No way. Oh, that's so sweet.


And you are here to talk about a film showcasing another brilliant daughter, which must be a wonderful part of your job.

Oh, I know. It is. It's kind of a wonderful second chapter for my career, working with them, or being beside them when they're doing their careers. It's lovely, it gives it more meaning, you know?

It's movie sixteen, and it's what motivates you to do something at the highest level, and they do that for me now. Reminding me…they're looking at me, I'm not going to do it the easy way. They know my belief system inside and out, so they would be able to smell if I did something that was safe, or I wanted you guys to like me, or if that drive went away…they would be able to see that it was fake.


I feel like this was a trailer that got such an excited response. I think some people maybe would have this association that you want to surprise people…what was the decision to go straight in with that reveal?

 You know, it surprised me that you guys were surprised. I guess it didn't even occur to me, because it's more the premise of the movie, you know?
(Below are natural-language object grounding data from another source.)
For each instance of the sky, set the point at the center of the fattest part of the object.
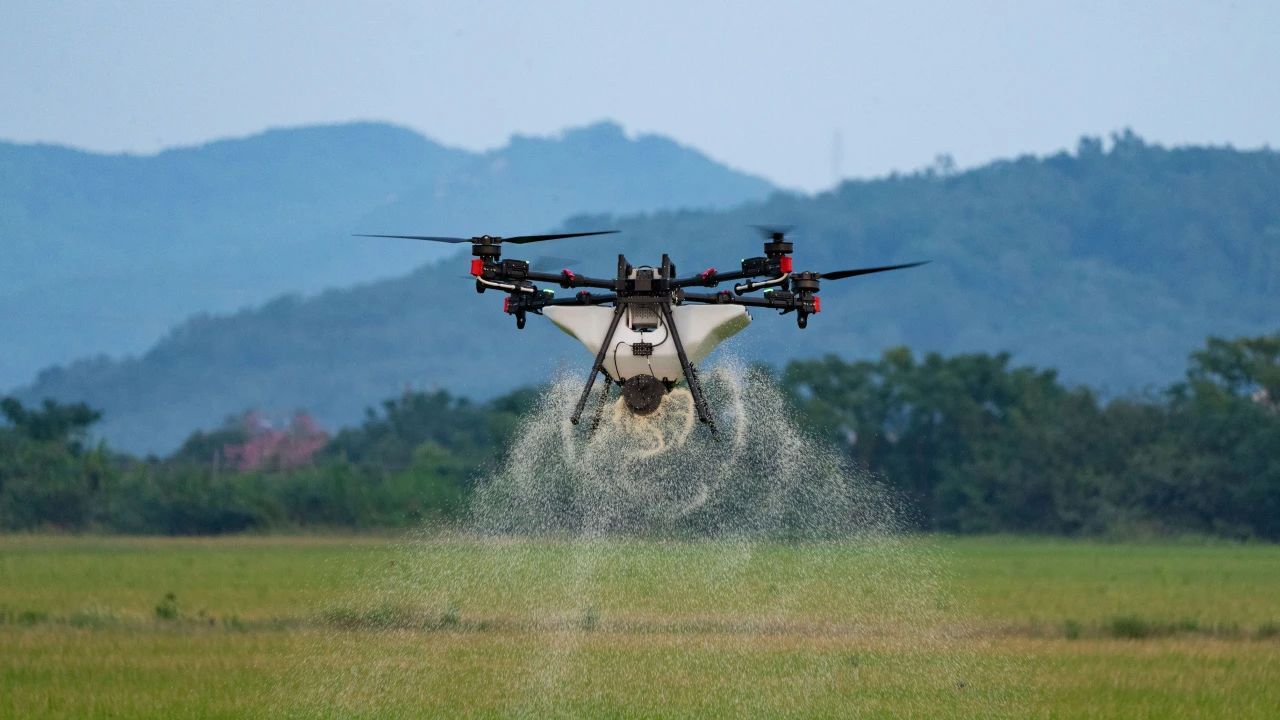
(799, 92)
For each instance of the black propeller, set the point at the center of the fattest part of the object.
(773, 232)
(840, 274)
(492, 240)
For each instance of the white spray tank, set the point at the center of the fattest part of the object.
(643, 343)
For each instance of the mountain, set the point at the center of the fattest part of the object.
(1110, 264)
(105, 253)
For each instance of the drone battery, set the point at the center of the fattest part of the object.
(644, 279)
(515, 269)
(755, 265)
(643, 319)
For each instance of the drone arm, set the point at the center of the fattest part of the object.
(778, 300)
(567, 278)
(711, 278)
(580, 299)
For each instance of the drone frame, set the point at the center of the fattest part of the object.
(659, 288)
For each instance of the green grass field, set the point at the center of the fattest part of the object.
(456, 627)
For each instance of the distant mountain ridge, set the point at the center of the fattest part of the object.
(1110, 265)
(105, 253)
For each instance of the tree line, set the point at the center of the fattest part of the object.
(974, 442)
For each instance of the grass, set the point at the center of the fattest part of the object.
(451, 627)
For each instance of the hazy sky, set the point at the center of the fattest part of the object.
(764, 86)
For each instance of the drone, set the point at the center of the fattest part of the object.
(649, 327)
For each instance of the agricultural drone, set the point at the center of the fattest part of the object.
(649, 327)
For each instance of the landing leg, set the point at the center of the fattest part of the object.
(599, 409)
(598, 364)
(695, 387)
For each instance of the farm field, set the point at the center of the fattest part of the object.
(924, 627)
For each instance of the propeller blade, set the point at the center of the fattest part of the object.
(432, 238)
(524, 238)
(551, 263)
(769, 231)
(840, 274)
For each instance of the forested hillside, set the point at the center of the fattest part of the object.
(1109, 263)
(972, 442)
(105, 253)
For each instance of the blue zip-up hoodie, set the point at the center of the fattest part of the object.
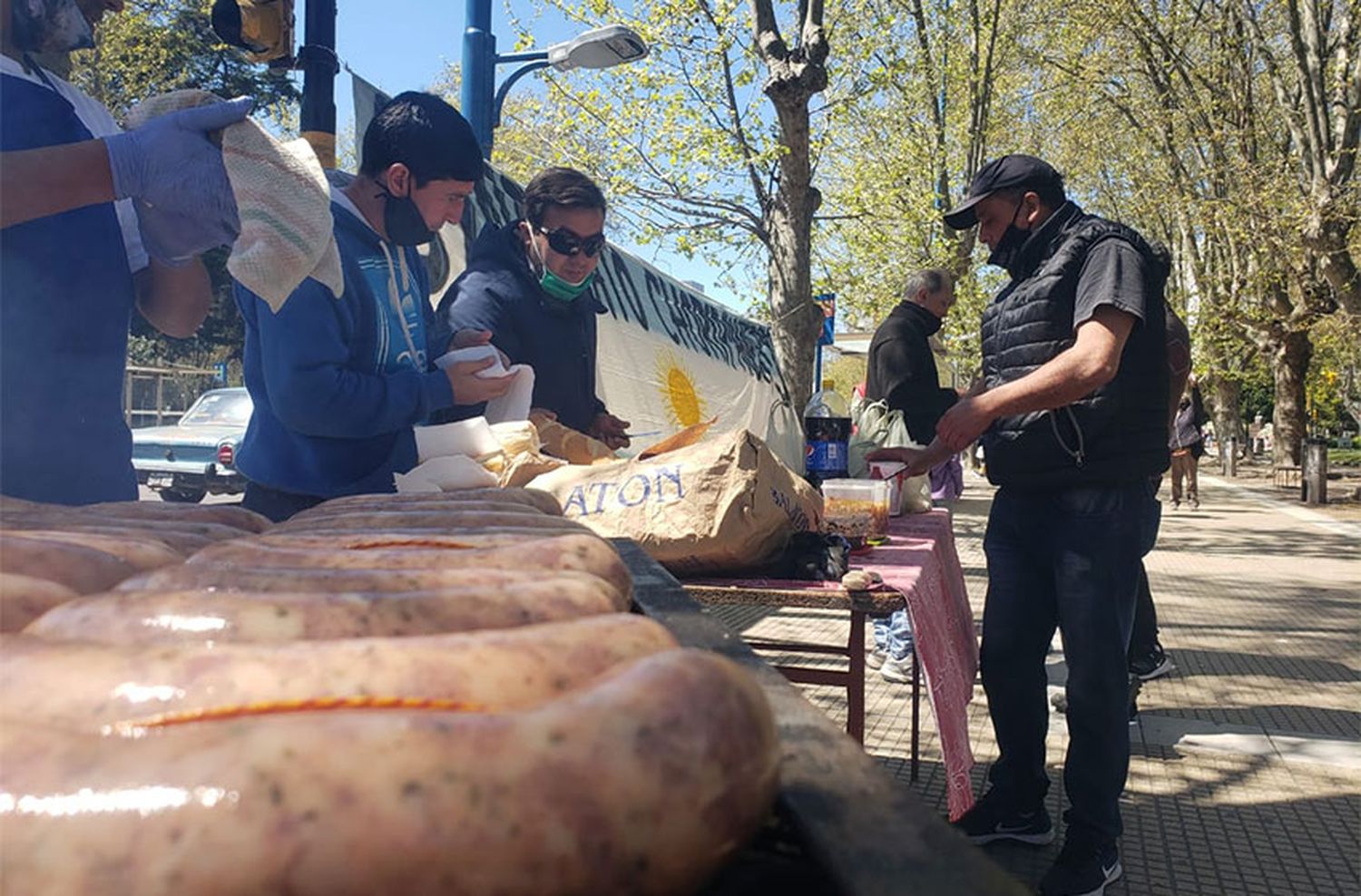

I guess it's the equivalent of Split, where James [McAvoy] walks in and he's in a dress, and he says "Maybe let me talk to him, he'll let you go," and then you realise why, you know you're being held by someone with this disorder. That's the premise of the movie.

It's also surprising and I get that. I understand I'm titrating the idea that he's The Butcher through the movie, but I'm not giving you a lot of information, so that format's kind of interesting… but that's what makes it delicious.

I was so happily surprised by the response to the first trailer and the second trailer, and how excited everybody got with this premise, because that's why I wanted to do it. It's that point of view of going, "oh, I'm with him, and I'm rooting for him". That's wicked.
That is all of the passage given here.